Nucleophosmin-1 regions associated with acute myeloid leukemia interact differently with lipid membranes

Background

Nucleophosmin-1 (NPM1) is an abundant multifunctional protein, implicated in a variety of biological processes and in the pathogenesis of several human malignancies. Its C-terminal domain (CTD) is endowed with a three helix bundle and we demonstrated that several regions within it, associated with acute myeloid leukemia (AML), have a strong tendency to form beta amyloid-like assemblies toxic for cells. The central helix of the bundle (H2) resulted the most amyloidgenic region; here we aim to model the cytoxicity processes of the H2 sequence and getting clues of a potential involvement in toxicity of the interaction between CTDs and cellular membranes.

Methods

We investigated the interaction of CTD-NPM1 regions with model membranes through fluorescence, SPR, CD and ESR spectroscopies and the localization of NPM1 by immune-fluorescence in leukemic cells.

Results

Our findings indicate that investigated regions are able to interact with membranes with different mechanisms and outlined the importance of the presence of cholesterol.

Conclusions

H2 showed a preference of interaction with membrane containing cholesterol determining a sensitive fluidification of the bilayer, while N-term H2 causes a stiffening of central and outer regions of the lipid system.
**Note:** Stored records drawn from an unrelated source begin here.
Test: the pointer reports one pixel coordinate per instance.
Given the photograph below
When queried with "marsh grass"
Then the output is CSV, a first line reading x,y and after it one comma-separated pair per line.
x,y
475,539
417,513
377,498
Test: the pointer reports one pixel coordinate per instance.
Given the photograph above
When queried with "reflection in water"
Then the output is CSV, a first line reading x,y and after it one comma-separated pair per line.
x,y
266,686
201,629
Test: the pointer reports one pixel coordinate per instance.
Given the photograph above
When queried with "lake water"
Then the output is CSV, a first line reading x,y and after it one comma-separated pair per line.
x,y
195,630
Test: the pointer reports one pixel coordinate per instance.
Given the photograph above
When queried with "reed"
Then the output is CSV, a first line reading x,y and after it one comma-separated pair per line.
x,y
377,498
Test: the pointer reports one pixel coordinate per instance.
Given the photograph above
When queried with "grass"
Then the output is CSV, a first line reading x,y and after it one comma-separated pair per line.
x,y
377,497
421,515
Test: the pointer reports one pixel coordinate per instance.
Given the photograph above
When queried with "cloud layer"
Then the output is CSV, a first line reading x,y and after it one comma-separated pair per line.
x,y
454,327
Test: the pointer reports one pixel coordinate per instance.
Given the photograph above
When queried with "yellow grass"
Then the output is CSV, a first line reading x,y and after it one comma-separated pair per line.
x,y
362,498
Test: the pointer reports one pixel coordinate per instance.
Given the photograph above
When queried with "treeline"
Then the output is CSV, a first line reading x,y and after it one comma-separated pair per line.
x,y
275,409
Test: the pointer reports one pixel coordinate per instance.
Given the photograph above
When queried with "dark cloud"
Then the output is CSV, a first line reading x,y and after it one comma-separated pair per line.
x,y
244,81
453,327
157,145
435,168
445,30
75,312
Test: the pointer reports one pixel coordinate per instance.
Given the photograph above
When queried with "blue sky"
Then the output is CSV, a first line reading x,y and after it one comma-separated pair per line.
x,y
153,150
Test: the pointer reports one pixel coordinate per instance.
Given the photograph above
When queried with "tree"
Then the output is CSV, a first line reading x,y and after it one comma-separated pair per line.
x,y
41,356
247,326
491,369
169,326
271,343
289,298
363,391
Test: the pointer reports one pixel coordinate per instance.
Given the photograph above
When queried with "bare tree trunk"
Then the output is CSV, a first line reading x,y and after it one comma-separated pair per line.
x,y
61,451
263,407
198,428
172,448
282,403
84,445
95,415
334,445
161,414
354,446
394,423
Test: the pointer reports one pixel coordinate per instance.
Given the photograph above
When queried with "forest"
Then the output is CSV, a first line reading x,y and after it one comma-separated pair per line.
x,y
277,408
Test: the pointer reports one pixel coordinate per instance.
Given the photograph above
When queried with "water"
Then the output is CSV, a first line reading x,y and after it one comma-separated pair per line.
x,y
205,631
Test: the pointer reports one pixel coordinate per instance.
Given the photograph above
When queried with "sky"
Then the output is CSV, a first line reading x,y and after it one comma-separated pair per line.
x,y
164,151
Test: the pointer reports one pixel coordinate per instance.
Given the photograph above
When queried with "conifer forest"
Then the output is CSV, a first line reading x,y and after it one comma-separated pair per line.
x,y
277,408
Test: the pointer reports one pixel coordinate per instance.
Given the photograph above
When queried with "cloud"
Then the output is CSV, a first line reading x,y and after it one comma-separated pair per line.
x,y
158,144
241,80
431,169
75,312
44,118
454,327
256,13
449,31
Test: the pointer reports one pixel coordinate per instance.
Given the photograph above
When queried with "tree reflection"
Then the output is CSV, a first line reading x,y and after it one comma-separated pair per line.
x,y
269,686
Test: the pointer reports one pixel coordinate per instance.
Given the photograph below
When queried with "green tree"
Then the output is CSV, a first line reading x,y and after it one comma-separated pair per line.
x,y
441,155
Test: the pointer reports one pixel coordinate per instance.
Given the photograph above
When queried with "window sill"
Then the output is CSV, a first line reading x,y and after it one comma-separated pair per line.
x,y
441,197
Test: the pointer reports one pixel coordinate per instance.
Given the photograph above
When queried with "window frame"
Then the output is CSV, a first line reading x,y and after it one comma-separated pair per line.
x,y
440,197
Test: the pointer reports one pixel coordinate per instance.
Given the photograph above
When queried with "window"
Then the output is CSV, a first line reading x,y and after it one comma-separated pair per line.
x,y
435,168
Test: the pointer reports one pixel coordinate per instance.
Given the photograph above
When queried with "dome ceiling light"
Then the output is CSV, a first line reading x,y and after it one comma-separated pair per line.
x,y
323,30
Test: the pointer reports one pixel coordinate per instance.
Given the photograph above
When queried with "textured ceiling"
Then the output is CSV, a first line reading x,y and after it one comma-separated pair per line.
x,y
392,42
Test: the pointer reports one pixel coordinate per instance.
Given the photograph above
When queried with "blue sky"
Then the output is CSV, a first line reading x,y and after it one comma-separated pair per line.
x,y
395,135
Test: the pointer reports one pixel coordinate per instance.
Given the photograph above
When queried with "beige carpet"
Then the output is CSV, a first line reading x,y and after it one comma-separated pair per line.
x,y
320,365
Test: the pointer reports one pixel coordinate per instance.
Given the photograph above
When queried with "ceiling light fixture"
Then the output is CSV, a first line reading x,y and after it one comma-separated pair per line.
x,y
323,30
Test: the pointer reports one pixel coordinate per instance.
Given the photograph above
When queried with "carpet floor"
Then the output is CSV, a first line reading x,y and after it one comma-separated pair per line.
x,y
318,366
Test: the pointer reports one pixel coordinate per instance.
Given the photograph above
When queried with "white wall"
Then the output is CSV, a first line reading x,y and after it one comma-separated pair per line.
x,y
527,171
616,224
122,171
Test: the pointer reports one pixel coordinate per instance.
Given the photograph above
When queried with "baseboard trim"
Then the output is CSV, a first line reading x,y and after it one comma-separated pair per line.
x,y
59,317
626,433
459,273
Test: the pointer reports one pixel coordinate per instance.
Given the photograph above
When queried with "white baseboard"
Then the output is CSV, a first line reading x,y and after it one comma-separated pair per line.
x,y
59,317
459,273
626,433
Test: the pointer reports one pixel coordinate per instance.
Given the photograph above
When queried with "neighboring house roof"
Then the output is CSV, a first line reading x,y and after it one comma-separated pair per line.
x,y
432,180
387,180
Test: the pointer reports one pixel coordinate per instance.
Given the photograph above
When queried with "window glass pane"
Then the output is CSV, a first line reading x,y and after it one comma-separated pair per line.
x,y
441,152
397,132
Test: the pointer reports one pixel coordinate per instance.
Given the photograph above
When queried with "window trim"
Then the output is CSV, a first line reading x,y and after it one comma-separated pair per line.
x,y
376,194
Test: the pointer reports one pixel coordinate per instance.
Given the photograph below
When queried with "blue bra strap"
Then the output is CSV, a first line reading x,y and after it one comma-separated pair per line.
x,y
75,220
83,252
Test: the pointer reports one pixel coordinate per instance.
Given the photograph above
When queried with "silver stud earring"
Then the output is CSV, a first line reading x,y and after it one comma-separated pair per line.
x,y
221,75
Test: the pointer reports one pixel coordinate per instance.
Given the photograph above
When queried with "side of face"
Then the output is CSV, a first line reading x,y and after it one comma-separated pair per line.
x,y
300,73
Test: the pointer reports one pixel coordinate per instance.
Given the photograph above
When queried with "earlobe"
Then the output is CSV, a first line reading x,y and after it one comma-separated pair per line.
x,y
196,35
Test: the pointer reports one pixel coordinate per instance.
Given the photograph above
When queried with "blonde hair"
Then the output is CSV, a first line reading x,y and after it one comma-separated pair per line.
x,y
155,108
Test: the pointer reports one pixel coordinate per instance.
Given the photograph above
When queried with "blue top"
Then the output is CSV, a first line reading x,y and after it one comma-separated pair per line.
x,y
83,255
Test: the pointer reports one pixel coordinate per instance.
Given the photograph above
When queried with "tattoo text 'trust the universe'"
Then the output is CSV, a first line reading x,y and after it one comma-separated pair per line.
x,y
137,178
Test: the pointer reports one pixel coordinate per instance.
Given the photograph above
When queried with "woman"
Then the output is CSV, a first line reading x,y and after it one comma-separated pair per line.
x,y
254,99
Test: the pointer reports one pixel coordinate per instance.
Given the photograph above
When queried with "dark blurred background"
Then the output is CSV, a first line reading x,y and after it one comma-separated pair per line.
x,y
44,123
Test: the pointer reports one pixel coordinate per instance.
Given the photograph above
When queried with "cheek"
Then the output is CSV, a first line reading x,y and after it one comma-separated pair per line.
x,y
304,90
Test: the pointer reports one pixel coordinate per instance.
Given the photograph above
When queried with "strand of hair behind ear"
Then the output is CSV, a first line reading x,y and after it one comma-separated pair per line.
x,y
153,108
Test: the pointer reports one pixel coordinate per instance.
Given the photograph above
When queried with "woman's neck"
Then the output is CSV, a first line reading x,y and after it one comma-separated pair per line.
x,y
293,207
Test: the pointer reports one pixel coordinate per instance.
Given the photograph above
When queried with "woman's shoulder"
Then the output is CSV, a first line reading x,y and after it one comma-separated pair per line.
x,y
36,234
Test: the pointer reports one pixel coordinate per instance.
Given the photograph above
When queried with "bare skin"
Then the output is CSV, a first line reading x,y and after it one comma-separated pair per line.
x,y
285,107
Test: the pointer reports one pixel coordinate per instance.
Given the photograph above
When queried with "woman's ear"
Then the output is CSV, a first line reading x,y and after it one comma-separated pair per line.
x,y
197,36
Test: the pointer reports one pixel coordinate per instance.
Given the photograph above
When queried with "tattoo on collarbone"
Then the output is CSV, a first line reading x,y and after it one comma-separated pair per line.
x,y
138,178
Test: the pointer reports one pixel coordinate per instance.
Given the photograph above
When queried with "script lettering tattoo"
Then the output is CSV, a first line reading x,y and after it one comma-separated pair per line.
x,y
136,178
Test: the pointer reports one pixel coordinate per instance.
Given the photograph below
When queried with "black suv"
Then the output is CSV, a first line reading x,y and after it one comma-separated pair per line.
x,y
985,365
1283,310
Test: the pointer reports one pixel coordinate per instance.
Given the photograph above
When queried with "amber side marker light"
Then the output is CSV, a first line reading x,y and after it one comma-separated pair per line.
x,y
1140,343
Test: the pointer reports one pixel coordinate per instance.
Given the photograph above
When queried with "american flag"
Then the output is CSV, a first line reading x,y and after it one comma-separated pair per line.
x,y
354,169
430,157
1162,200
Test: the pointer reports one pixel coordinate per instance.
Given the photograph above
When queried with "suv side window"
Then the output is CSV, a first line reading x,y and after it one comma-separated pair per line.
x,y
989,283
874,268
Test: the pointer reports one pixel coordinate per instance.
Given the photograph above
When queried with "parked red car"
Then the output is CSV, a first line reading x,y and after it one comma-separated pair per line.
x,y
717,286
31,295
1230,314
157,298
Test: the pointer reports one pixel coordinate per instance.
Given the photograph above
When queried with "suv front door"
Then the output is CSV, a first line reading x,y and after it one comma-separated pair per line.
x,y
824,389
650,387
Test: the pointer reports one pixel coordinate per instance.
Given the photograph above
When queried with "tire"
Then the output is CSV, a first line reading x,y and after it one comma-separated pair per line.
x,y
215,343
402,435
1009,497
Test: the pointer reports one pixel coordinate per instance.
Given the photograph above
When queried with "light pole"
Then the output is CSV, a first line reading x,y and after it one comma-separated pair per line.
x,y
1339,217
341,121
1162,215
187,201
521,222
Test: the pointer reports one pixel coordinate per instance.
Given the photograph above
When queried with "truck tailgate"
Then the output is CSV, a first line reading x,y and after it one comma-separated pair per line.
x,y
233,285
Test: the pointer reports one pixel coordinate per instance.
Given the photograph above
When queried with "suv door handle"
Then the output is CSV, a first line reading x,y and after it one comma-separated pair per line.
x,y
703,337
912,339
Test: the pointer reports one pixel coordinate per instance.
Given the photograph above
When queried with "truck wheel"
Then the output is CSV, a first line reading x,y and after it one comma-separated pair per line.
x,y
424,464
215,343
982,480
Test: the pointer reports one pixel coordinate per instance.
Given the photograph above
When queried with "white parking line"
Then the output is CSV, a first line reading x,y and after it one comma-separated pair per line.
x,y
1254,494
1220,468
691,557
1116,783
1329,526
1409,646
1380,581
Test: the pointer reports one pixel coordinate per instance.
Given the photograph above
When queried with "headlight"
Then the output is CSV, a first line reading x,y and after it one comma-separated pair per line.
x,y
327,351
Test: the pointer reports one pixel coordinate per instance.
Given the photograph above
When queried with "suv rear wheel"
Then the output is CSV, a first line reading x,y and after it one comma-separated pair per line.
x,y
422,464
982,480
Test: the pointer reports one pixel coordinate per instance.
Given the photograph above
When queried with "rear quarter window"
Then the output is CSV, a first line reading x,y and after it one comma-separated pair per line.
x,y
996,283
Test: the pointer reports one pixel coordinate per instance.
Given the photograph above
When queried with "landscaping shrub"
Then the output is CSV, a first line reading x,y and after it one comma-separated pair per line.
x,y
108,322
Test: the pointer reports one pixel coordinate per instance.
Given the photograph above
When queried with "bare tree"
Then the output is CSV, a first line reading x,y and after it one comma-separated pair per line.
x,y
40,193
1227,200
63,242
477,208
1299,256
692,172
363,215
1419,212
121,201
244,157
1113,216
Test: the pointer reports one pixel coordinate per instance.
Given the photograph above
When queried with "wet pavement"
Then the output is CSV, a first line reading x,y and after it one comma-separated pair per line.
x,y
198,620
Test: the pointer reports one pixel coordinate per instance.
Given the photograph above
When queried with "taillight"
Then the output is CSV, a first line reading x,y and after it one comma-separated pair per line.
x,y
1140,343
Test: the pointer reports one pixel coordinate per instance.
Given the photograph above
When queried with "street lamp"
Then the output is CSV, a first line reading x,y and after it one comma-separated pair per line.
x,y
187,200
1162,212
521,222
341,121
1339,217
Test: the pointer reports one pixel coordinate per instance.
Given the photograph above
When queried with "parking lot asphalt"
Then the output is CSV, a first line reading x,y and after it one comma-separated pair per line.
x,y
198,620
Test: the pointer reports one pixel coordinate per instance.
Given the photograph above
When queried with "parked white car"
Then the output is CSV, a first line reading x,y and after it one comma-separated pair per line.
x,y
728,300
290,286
Noticeably, NPM1 mut A demonstrated to thicken at the plasma membrane, differently from wt. These findings were corroborated by diverse mechanisms of interaction of CTDs toward membrane models in vitro.

General significance

This study suggests that the direct interaction of several regions of NPM1CTD with cellular membranes could be implicated in diseases where NPM1 is mutated and/or where its overexpression is cytoxic.